Is "nonuniform learnability" only a necessity condition for "PAC learnability"?

208 Views Asked by At

When reading "Understanding Machine Learning" by Shai Shalev-Shwartz and Shai Ben-David, I encountered confusion about the relationship between nonuniform (NU) learnability and PAC learnability. The notations below follow "Understanding Machine Learning."

To me, NU learnability is a sufficient condition of PAC learnability. But it is not. (e.g. NU learnability is a strict relaxation of PAC learnability, shown in p. 85 Example 7.1 ) I believe this is just a simple confusion.

Here are the definitions of those two learnabilities.

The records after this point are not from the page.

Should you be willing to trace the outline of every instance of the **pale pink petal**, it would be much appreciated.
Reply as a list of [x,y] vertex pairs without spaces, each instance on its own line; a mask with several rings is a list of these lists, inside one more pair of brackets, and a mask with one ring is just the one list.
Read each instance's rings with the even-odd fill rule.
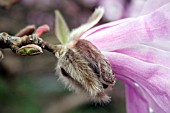
[[126,109],[127,113],[149,113],[148,102],[141,91],[130,84],[126,85]]
[[[154,110],[170,113],[170,68],[146,63],[120,53],[103,52],[103,54],[117,75],[131,79],[144,89],[152,100],[148,99]],[[155,105],[158,107],[155,108]]]
[[169,2],[170,0],[147,0],[140,15],[149,14]]
[[113,21],[123,17],[125,0],[100,0],[99,6],[105,9],[104,17]]
[[168,46],[164,44],[164,47],[160,42],[170,41],[169,11],[170,3],[149,15],[127,20],[113,27],[105,26],[85,39],[103,51],[114,51],[138,44],[167,49]]
[[125,13],[125,17],[137,17],[140,15],[146,0],[131,0]]
[[123,53],[148,63],[160,64],[170,68],[170,62],[167,62],[170,59],[170,51],[157,49],[147,45],[136,45],[115,50],[114,52]]
[[85,39],[85,38],[87,38],[89,35],[91,35],[93,33],[98,33],[99,31],[106,30],[108,28],[112,28],[113,26],[120,25],[120,24],[122,24],[124,22],[128,22],[130,20],[133,20],[133,18],[121,19],[121,20],[117,20],[117,21],[114,21],[114,22],[106,23],[106,24],[103,24],[103,25],[100,25],[100,26],[96,26],[96,27],[86,31],[81,36],[81,39]]

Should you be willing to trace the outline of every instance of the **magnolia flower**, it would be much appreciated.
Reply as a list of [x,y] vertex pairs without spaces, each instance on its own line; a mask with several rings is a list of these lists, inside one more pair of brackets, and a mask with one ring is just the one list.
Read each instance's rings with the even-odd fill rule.
[[170,113],[170,0],[148,0],[142,16],[85,32],[126,85],[128,113]]

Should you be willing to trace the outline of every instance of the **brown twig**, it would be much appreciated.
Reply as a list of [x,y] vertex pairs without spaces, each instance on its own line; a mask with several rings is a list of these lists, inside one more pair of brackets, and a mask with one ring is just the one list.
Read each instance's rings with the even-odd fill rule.
[[1,49],[10,48],[14,53],[20,54],[18,50],[20,50],[21,47],[26,46],[28,44],[35,44],[41,47],[42,49],[46,49],[52,53],[55,53],[59,49],[58,45],[47,43],[42,38],[40,38],[37,34],[31,34],[31,35],[18,37],[18,36],[11,36],[6,32],[0,33],[0,48]]

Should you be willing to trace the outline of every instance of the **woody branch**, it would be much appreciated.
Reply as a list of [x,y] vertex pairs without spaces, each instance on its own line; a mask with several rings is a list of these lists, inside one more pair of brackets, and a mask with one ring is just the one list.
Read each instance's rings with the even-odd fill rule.
[[49,31],[47,25],[39,27],[35,33],[34,26],[22,29],[16,36],[11,36],[6,32],[0,33],[0,48],[10,48],[14,53],[24,56],[41,54],[41,49],[55,53],[57,45],[44,41],[40,36]]

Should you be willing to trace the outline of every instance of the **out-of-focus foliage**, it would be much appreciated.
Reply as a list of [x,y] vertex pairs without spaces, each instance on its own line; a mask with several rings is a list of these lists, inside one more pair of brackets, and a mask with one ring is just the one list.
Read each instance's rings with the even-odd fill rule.
[[[0,2],[1,3],[1,2]],[[51,31],[43,36],[50,43],[58,43],[54,38],[54,10],[62,12],[70,28],[85,23],[99,0],[21,0],[8,8],[0,8],[0,32],[16,34],[27,25],[48,24]],[[108,22],[103,18],[101,23]],[[72,94],[57,81],[54,67],[56,58],[51,53],[33,57],[21,57],[3,50],[0,62],[0,113],[59,113],[52,107],[66,101]],[[83,103],[69,108],[67,113],[125,113],[124,87],[117,83],[109,104]],[[77,100],[71,100],[76,103]],[[68,102],[66,102],[68,103]],[[119,106],[119,107],[115,107]],[[56,107],[58,108],[58,107]],[[47,112],[48,111],[48,112]],[[50,112],[51,111],[51,112]]]

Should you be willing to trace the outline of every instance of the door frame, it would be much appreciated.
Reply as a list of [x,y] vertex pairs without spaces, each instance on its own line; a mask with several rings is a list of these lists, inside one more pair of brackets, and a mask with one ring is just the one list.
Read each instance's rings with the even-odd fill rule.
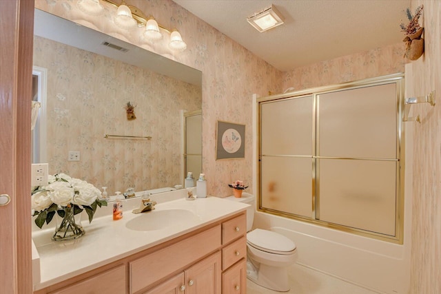
[[34,1],[0,1],[0,293],[32,293],[30,107]]

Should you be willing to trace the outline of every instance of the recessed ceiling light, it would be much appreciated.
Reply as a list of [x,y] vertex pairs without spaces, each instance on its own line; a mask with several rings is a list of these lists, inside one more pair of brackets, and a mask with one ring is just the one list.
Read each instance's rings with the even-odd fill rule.
[[265,32],[283,24],[283,17],[271,4],[260,12],[247,18],[247,21],[259,32]]

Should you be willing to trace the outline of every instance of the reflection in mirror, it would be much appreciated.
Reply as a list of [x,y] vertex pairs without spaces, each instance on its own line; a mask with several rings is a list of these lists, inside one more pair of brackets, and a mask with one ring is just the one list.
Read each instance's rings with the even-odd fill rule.
[[[182,185],[183,114],[201,108],[201,72],[41,10],[34,26],[34,65],[48,71],[39,129],[47,132],[49,174],[107,187],[109,195]],[[127,103],[135,119],[127,119]]]
[[193,176],[198,177],[202,173],[202,112],[189,112],[184,114],[185,129],[185,174],[191,171]]

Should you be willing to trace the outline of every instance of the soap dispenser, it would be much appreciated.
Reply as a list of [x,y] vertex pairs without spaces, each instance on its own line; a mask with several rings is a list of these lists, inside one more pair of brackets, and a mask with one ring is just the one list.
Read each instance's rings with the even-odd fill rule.
[[109,200],[109,196],[107,195],[107,191],[106,191],[106,189],[107,189],[107,187],[103,187],[103,193],[101,193],[101,198],[105,200]]
[[207,198],[207,181],[204,174],[199,175],[199,180],[196,182],[196,195],[198,198]]
[[121,192],[115,192],[116,198],[115,202],[113,204],[113,220],[118,220],[123,218],[123,202],[124,196],[121,195]]
[[193,173],[189,171],[187,174],[187,178],[185,178],[184,188],[190,188],[194,187],[194,178],[193,178]]

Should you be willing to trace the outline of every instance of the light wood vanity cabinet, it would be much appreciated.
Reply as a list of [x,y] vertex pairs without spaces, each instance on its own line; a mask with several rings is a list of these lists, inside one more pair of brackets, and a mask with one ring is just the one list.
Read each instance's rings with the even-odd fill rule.
[[120,265],[50,294],[121,294],[125,291],[125,266]]
[[245,294],[246,231],[243,211],[34,294]]

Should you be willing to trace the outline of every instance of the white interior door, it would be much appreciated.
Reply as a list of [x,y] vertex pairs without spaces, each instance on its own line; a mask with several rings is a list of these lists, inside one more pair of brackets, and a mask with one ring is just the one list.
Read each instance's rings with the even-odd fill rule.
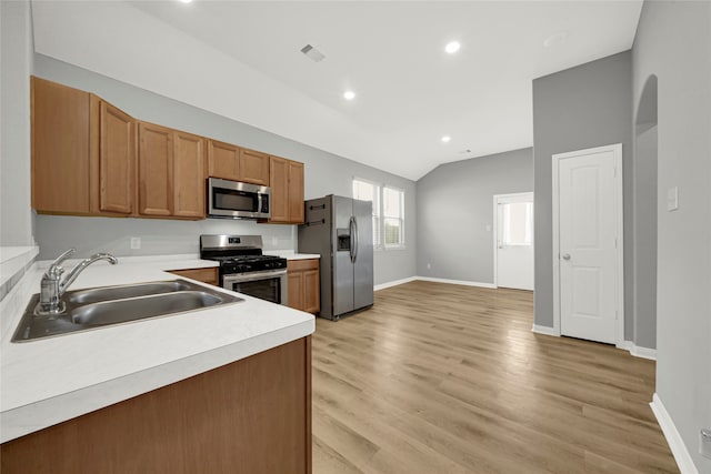
[[553,231],[558,233],[560,333],[617,343],[622,307],[621,145],[553,159],[558,165],[558,229]]
[[533,290],[533,193],[495,200],[495,285]]

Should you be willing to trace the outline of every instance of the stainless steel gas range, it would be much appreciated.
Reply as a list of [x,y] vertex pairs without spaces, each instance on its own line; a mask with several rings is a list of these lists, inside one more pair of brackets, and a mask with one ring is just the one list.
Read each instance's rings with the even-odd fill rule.
[[220,286],[287,304],[287,259],[262,254],[261,235],[200,235],[200,258],[220,262]]

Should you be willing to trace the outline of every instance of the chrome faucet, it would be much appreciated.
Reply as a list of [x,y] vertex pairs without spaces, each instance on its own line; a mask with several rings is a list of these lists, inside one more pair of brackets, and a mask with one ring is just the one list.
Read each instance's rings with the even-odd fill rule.
[[116,265],[119,261],[110,253],[96,253],[88,259],[82,260],[77,266],[74,266],[64,281],[61,280],[64,269],[60,266],[64,260],[73,254],[77,249],[69,249],[62,253],[49,265],[49,269],[42,275],[42,282],[40,283],[40,302],[34,307],[36,315],[51,315],[61,314],[64,312],[66,305],[62,301],[62,295],[67,291],[70,284],[77,280],[79,273],[81,273],[87,266],[99,260],[108,260],[109,263]]

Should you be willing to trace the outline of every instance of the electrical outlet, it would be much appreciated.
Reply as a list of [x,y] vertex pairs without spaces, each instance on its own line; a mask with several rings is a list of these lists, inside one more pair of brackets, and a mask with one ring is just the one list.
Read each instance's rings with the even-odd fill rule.
[[711,430],[699,433],[699,454],[711,458]]

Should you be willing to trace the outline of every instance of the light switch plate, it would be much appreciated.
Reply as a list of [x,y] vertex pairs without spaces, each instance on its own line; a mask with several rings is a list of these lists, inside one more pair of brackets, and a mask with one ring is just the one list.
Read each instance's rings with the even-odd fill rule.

【Nonuniform learnability】 A hypothesis class $\mathcal{H}$ is nonuniformly learnable if there exist a learning algorithm, $A$, and a function $m_{\mathcal{H}}^{\mathrm{NUL}} :(0,1)^{2} \times \mathcal{H} \rightarrow \mathbb{N}$ such that, for every $\epsilon, \delta \in(0,1)$ and for every $h \in \mathcal{H}$, if $m \geq m_{\mathcal{H}}^{\mathrm{NUL}}$ then for every distribution $\mathcal{D}$, with probability of at least $1-\delta$ over the choice of $S \sim \mathcal{D}^{m}$, it holds that $L_{\mathcal{D}}(A(S)) \leq L_{\mathcal{D}}(h)+\epsilon$.

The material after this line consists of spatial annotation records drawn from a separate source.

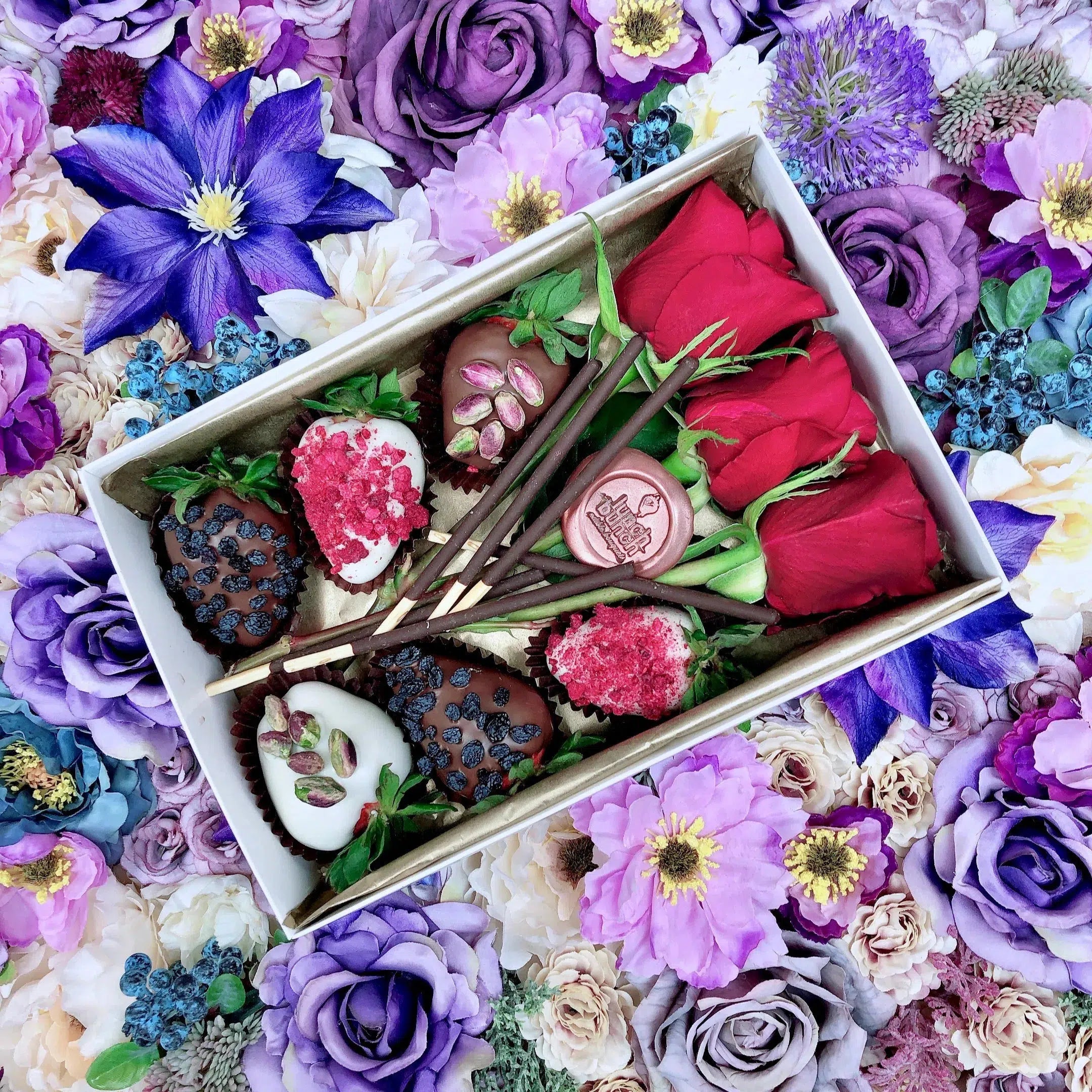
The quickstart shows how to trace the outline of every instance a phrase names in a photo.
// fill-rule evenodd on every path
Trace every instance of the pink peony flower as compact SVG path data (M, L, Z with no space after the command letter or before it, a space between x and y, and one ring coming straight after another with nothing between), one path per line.
M110 875L103 851L82 834L25 834L0 846L0 940L39 937L72 951L87 923L87 892Z
M656 792L627 780L574 805L577 830L607 854L584 880L584 936L621 940L631 974L669 966L709 988L784 956L772 911L806 816L770 772L744 736L720 736L654 768Z
M996 213L989 230L1019 242L1046 230L1055 250L1081 269L1092 265L1092 107L1076 99L1044 106L1034 135L1005 144L1005 159L1023 200Z
M425 179L432 235L448 261L478 262L590 204L612 188L606 104L571 92L557 106L518 106L461 149L453 170Z

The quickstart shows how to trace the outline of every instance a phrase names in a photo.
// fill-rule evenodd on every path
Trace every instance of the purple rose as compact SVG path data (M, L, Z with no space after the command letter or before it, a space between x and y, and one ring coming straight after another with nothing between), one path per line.
M488 924L470 903L423 907L397 892L271 949L254 976L270 1008L244 1060L251 1087L468 1087L494 1060L480 1037L501 988Z
M21 323L0 330L0 474L38 470L61 442L57 407L46 397L49 376L49 346L39 333Z
M91 731L115 758L165 762L178 714L91 519L41 513L0 535L3 680L52 724Z
M980 958L1048 989L1087 992L1092 810L1013 792L994 765L1010 728L987 725L940 762L936 820L903 870L936 933L954 928Z
M978 306L978 240L959 205L893 186L828 198L816 216L903 379L947 370Z
M1035 645L1038 670L1025 682L1009 686L1009 701L1018 712L1052 705L1058 698L1076 698L1081 688L1081 673L1077 665L1048 644Z
M348 71L365 129L417 178L453 167L499 114L600 90L568 0L357 0Z

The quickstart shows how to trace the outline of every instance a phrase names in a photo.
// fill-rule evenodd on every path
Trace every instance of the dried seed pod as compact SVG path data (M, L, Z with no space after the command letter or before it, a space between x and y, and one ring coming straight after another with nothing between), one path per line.
M505 385L505 376L500 368L495 368L485 360L471 360L470 364L464 364L459 369L459 375L479 391L497 391Z
M318 751L296 751L288 757L288 769L296 773L320 773L325 764Z
M497 416L501 419L506 428L518 432L527 423L523 406L517 401L514 394L508 391L500 391L497 394Z
M500 462L500 451L505 447L505 426L499 420L491 420L482 429L478 440L478 454L490 463Z
M511 395L508 395L511 397ZM483 417L488 417L492 413L492 403L485 394L467 394L465 399L455 403L451 411L451 419L456 425L473 425Z
M508 361L508 381L529 406L541 406L546 399L543 381L522 360L512 357Z
M296 799L312 808L332 808L345 799L345 786L333 778L297 778L294 790Z
M339 778L356 773L356 744L341 728L330 733L330 764Z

【PAC learnability】 A hypothesis class $\mathcal{H}$ is PAC learnable if there exist a learning algorithm,$A$, and a function $m_{\mathcal{H}} :(0,1)^{2} \rightarrow \mathbb{N}$ such that, for every $\epsilon, \delta \in(0,1)$ and for every distribution $\mathcal{D}$, if $m\geq m_{\mathcal{H}}(\epsilon, \delta)$, then with probability of at least $1−\delta$ over the choice of $S \sim \mathcal{D}^{m}$ it holds that $L_{\mathcal{D}}(A(S)) \leq \min _{h^{\prime} \in \mathcal{H}} L_{\mathcal{D}}\left(h^{\prime}\right)+\epsilon$.

Here is my proof showing that if $\mathcal{H}$ is NU learnable, it is PAC learnable.

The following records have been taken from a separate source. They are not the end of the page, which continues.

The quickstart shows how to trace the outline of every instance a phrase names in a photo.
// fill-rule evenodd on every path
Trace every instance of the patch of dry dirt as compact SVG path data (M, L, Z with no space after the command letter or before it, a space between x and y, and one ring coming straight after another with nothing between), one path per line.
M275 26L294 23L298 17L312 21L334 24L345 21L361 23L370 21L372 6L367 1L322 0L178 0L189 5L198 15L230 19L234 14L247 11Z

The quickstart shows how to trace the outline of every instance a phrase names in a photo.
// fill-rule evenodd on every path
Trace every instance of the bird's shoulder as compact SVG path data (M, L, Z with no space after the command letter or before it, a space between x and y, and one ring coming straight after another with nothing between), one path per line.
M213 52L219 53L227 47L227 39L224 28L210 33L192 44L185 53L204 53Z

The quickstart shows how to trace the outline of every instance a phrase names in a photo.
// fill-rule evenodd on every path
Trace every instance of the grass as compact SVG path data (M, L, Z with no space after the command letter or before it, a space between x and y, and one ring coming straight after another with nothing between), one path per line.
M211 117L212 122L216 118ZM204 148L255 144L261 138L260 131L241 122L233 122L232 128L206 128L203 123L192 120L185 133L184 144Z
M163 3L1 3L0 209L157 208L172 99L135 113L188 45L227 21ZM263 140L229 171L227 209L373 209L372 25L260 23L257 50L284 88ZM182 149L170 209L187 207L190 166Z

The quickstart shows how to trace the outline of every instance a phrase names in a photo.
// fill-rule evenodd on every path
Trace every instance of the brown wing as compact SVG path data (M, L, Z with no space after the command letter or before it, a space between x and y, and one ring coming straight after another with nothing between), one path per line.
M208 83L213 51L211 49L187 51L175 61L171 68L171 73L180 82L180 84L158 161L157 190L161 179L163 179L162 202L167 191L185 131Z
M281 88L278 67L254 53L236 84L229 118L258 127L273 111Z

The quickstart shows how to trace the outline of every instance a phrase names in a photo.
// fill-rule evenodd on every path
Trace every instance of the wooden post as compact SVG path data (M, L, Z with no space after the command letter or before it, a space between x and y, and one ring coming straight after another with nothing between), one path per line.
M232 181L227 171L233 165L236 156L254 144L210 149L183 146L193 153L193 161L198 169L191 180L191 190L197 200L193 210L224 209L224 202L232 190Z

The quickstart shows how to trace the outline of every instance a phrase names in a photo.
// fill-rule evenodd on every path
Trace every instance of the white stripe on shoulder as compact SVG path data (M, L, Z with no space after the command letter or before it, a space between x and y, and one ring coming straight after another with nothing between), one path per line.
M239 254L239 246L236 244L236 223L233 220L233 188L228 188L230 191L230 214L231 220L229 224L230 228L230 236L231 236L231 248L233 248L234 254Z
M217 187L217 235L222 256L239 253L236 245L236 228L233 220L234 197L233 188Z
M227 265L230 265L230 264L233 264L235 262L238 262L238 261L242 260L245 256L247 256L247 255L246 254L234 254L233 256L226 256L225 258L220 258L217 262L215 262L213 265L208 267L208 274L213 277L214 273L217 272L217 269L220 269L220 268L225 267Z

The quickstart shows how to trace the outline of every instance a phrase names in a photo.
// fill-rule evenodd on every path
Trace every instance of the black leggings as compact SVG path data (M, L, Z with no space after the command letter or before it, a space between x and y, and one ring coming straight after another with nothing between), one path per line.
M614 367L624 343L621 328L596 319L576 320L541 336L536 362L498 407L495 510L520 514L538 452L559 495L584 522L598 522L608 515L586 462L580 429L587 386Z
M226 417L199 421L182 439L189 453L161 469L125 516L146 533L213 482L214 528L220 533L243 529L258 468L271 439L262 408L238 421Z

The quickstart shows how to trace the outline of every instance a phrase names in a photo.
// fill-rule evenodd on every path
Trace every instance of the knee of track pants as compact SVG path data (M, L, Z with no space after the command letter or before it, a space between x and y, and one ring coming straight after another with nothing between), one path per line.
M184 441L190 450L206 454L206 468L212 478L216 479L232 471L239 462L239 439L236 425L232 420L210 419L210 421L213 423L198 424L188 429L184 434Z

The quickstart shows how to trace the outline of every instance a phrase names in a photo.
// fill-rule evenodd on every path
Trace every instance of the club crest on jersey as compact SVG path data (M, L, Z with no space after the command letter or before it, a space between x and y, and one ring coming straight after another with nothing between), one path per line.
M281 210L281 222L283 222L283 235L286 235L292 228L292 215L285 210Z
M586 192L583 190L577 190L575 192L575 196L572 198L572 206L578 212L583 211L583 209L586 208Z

Suppose $\mathcal{H}$ is NU learnable, by definition, for every $h\in \mathcal{H}, \epsilon\in(0,1), \delta\in(0,1)$, we can define $m_{\mathcal{H}}^{\mathrm{NUL}}(\epsilon,\delta,h)$, which leads to $L_{\mathcal{D}}(A(S)) \leq L_{\mathcal{D}}(h)+\epsilon$ w.p. $1-\delta$. Obviously this is also the case with $h^*$ which gives a globally optimal solution. That is $h^*=\text{argmin}_{h\in\mathcal{H}} L_{\mathcal{D}}(h)$. So if you define $m_{\mathcal{H}}(\epsilon, \delta) := m_{\mathcal{H}}^{\mathrm{NUL}}(\epsilon,\delta, h^*)$, we can guarante $L_{\mathcal{D}}(A(S)) \leq \min _{h^{\prime} \in \mathcal{H}} L_{\mathcal{D}}\left(h^{\prime}\right)+\epsilon$ because $L_{\mathcal{D}}\left(h^{*}\right) = \min _{h^{\prime} \in \mathcal{H}} L_{\mathcal{D}}\left(h^{\prime}\right)$. This means $\mathcal{H}$ is PAC learnable. (proof end)

What is the problem with this proof?

1

There are 1 best solutions below

0
On

Your confusion comes around the definition of $h^*$. PAC learnability (as well as nonuniform learnability) is for any distribution $\mathcal{D}$. However, your $m_{\mathcal{H}}(\epsilon, \delta)$ depends on $\mathcal{D}$ because $h^*$ chanages depending on $\mathcal{D}$. So your $m_{\mathcal{H}}(\epsilon, \delta)$ is not appropriate to guarantee PAC learnability.